The two of us talk some more. We talk about the letter – she doesn’t realize it’s addressed to her, and she’s curious. She’s curious about the four pages filled with descriptions of a past she doesn’t remember. She’s curious about the love that is being confessed in the letter, and the long apologies. She’s curious about the author of this letter, and she doesn’t realize that he’s sitting right in front of her.
I mention a few movies that she doesn’t – can’t possibly – remember. She says she hasn’t seen them, but I remember watching them with her, her head on my shoulder and her hand in mine.
Every sentence is a knife to my heart. She doesn’t remember. She can’t remember.
That fight. I thank whoever it is up there in the ceiling that she doesn’t remember the fight. Because this is how it ends. We fought. It was about something stupid, it always was.
But that night, it was different. She got in her car and drove away. And she wrapped her little red Mini Cooper around a tree.
I remember crouching by the wreckage of her car, staring at the red panels lying on the road like the severed wings of a tortured butterfly. I remember the coldness of her hand, the flashing lights of the ambulance, the grim look on the doctor’s face as he approached me, clipboard in hand.
“She’s alive.

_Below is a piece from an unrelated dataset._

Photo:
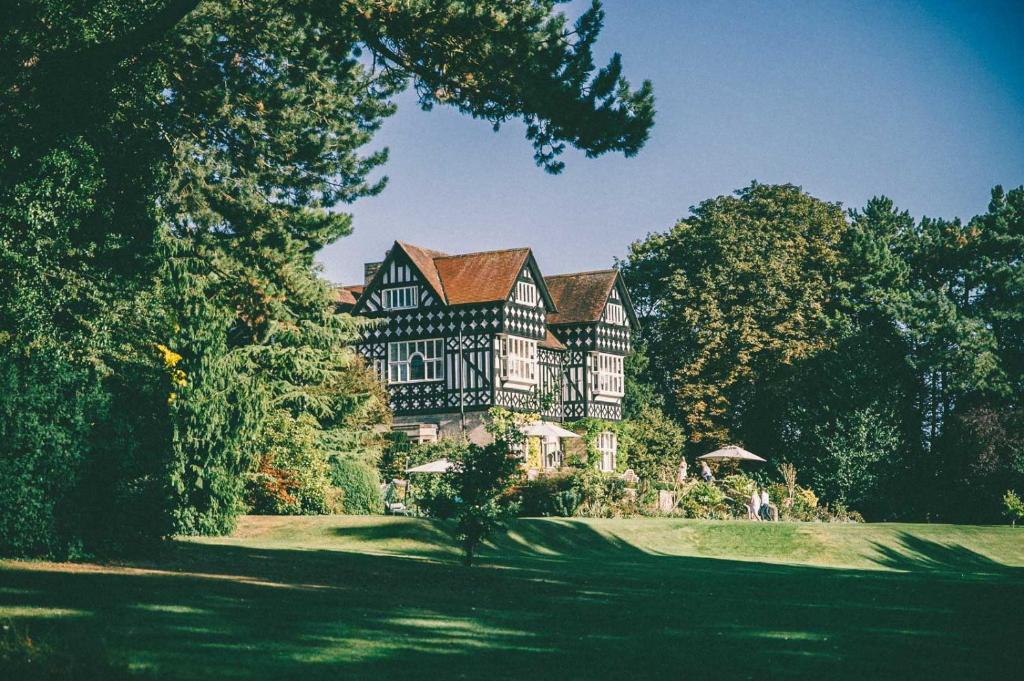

But she doesn’t remember anything.”
She isn’t dead, but it certainly feels like it sometimes. She doesn’t have any idea who I am. She hasn’t any idea who anyone is, really, but it hurts me most that I’m just another face in a big, wide world that she has no memory of.
When it gets too much to bear, I stand to leave. I can’t feel guilty about leaving her, because within minutes she will forget that I even exist.
But I’ll be back tomorrow. I always come back.
I push my hair off my face and smile gently at her. She smiles back, a happy, dopey grin that makes my heart ache.
“It was really nice of you to come and see me,” she says happily. “You should come again sometime.”
I do, I think. I’m here every day, and every time I enter that door, you ask if you know me. Do you have any idea how much that hurts?
“I’ll try,” is what I say. I’m quite accustomed to not saying what I mean now.
When I reach for the doorknob, she says, “Wait,” and I look into her vacant eyes, willing her with all my heart for to remember me.
… She doesn’t.
She never does.
She comes pretty damn close sometimes, though.
“This may seem like a stupid question, but… Do I know you from somewhere?” she asks, her smile less sure than it was before.
Sometimes she gets so close it tears me apart.
“Yeah,” I whisper, tears forming in my eyes as I turn away from her. “You used to love me.”